B2C sales help drive B2B
LOHACO has also helped ASKUL boost its B2B business due to synergies and economies of scale. Sales growth in B2B was 6.4% last year, driven by MRO (Maintenance, Repair and Operation). With the market for traditional office supplies remaining flat in Japan, ASKUL has looked outside of the office space over the last decade. It now caters to the needs of warehouses, hospitals and construction sites. “Nobody refers to ASKUL as a stationery company anymore,” says Mami Usui, Manager Corporate Communication. “The investment by Yahoo! JAPAN has allowed us to invest 21.8 billion yen (€160 million) in logistics centres in Tokyo and Osaka. They have helped us shorten the supply chain by removing many third party trading companies. We buy directly from over 800 vendors. Our long relationship with suppliers such as The Procter & Gamble Company of Japan Limited., 3M Japan Ltd. and Nestlé Japan Ltd. was important when developing a range adapted to consumers. However, some of the products they proposed for B2C have been successfully incorporated into B2B, which has helped increase sales. The brands we work with have been very positive about LOHACO. For example, the breakfast and snack brand Granola, has the equivalent sales of 1,000 supermarkets on our platform. The vendors deliver directly to our warehouse, where we have a system called ‘efficient customer response’ in place. This means that orders are passed to the warehouse in 20 minutes and grouped together to send. This is one of our strong points, and used for both B2B and B2C. Amazon orders often come from different companies, so shipping is more expensive.
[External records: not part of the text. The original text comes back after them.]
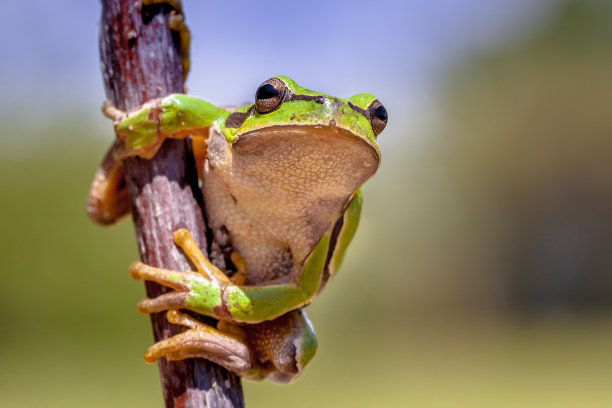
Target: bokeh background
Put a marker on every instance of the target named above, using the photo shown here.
(481, 275)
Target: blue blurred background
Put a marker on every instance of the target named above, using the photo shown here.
(482, 271)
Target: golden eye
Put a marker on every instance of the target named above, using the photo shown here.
(378, 117)
(270, 95)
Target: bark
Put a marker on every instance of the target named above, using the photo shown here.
(140, 61)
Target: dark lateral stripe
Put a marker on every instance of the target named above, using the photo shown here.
(235, 119)
(333, 241)
(359, 110)
(299, 97)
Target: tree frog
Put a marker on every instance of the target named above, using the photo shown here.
(281, 181)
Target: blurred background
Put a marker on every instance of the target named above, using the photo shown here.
(482, 271)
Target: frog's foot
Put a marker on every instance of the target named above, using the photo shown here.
(177, 23)
(200, 291)
(226, 348)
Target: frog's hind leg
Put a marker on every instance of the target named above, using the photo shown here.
(284, 345)
(108, 199)
(226, 348)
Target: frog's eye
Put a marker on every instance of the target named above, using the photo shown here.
(378, 117)
(270, 95)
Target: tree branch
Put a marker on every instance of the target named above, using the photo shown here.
(141, 61)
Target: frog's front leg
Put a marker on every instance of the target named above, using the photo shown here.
(177, 23)
(278, 349)
(224, 347)
(211, 293)
(140, 133)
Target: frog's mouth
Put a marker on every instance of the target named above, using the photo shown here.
(325, 158)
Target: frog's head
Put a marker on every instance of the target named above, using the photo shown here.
(309, 130)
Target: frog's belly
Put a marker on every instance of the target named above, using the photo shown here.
(262, 244)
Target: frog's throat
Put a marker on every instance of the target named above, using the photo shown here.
(254, 141)
(328, 163)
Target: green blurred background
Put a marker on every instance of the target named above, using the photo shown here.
(481, 275)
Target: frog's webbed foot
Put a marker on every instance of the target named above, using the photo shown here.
(177, 23)
(226, 348)
(199, 291)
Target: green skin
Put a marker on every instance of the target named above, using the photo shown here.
(141, 133)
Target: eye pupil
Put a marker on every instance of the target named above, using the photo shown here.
(267, 91)
(381, 113)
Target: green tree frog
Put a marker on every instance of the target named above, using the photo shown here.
(281, 181)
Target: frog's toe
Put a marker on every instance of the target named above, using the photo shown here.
(285, 344)
(172, 300)
(172, 279)
(202, 341)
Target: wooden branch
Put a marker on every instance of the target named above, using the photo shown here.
(141, 61)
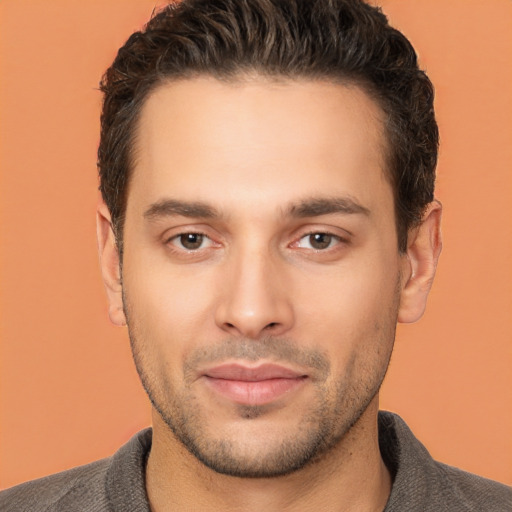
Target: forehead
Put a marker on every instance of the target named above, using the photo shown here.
(204, 139)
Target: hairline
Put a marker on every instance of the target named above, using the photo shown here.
(254, 75)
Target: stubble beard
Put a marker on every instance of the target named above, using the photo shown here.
(329, 418)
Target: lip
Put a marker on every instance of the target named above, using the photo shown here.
(257, 385)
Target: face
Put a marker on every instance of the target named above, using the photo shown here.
(261, 275)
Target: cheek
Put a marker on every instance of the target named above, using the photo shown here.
(171, 304)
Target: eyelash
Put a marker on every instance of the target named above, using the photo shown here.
(330, 246)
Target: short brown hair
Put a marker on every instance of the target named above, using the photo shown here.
(340, 40)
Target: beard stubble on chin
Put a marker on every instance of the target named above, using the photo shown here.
(322, 425)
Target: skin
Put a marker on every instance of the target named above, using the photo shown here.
(283, 188)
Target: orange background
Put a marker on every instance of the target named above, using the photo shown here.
(69, 392)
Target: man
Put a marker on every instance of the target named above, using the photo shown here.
(267, 170)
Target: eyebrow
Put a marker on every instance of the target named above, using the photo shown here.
(315, 207)
(312, 207)
(171, 207)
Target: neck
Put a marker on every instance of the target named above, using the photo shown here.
(350, 477)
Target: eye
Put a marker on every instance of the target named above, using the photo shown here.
(191, 241)
(318, 241)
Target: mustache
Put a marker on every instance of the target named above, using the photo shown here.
(270, 348)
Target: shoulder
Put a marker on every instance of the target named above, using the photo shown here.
(423, 484)
(115, 483)
(83, 484)
(472, 492)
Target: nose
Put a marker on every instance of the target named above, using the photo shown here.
(255, 299)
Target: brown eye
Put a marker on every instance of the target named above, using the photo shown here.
(320, 241)
(191, 241)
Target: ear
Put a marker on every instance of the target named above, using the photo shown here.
(109, 263)
(420, 263)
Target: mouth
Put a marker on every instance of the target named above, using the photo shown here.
(248, 385)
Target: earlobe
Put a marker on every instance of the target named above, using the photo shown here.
(109, 263)
(420, 263)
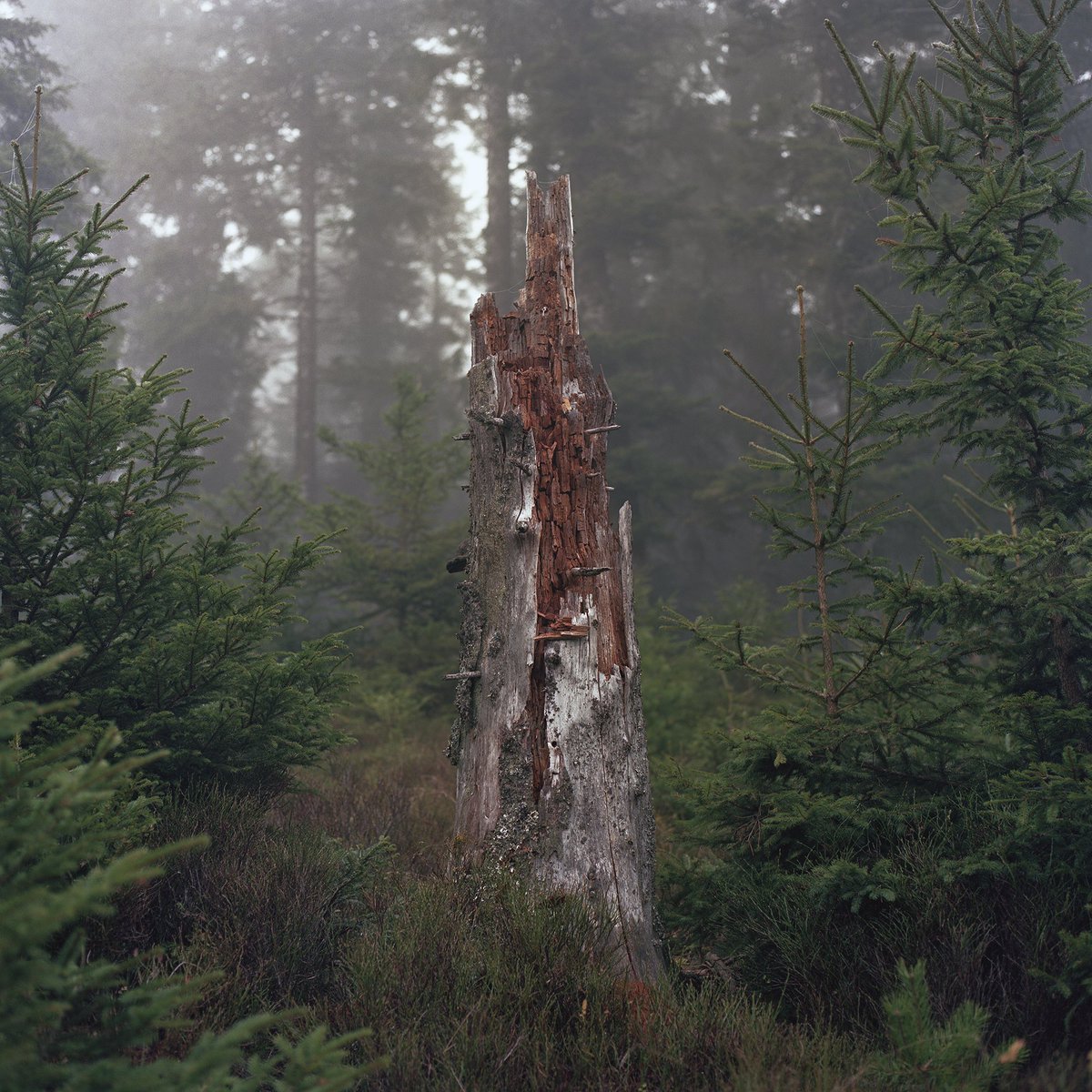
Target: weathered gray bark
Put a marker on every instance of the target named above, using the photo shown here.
(550, 741)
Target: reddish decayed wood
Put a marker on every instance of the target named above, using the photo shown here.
(550, 737)
(547, 377)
The efficiency of our warehouse allows orders made before 10am to be delivered by the end of the day. Delivery is free of charge for orders of 1900 yen (€14 euros). The larger warehouses allowed us to increase the number of SKUs to 70,000. The average Japanese supermarket carries approximately 20,000 SKUs and convenience stores 3,000 so we have a much wider choice.”

A multi-channeled future
Haruaki Sato is confident that LOHACO will continue to gain market share as more and more consumers turn to the internet to buy their daily essentials: “LOHACO will increase its share of sales in the ASKUL group because it has the most potential. Despite the massive sales growth over the last 3 years, we are still relatively unknown among consumers. We are continuing to promote brand recognition to bring LOHACO to the same level as ASKUL, which is very well known in Japan. We see our future as both a B2B and B2C supplier.”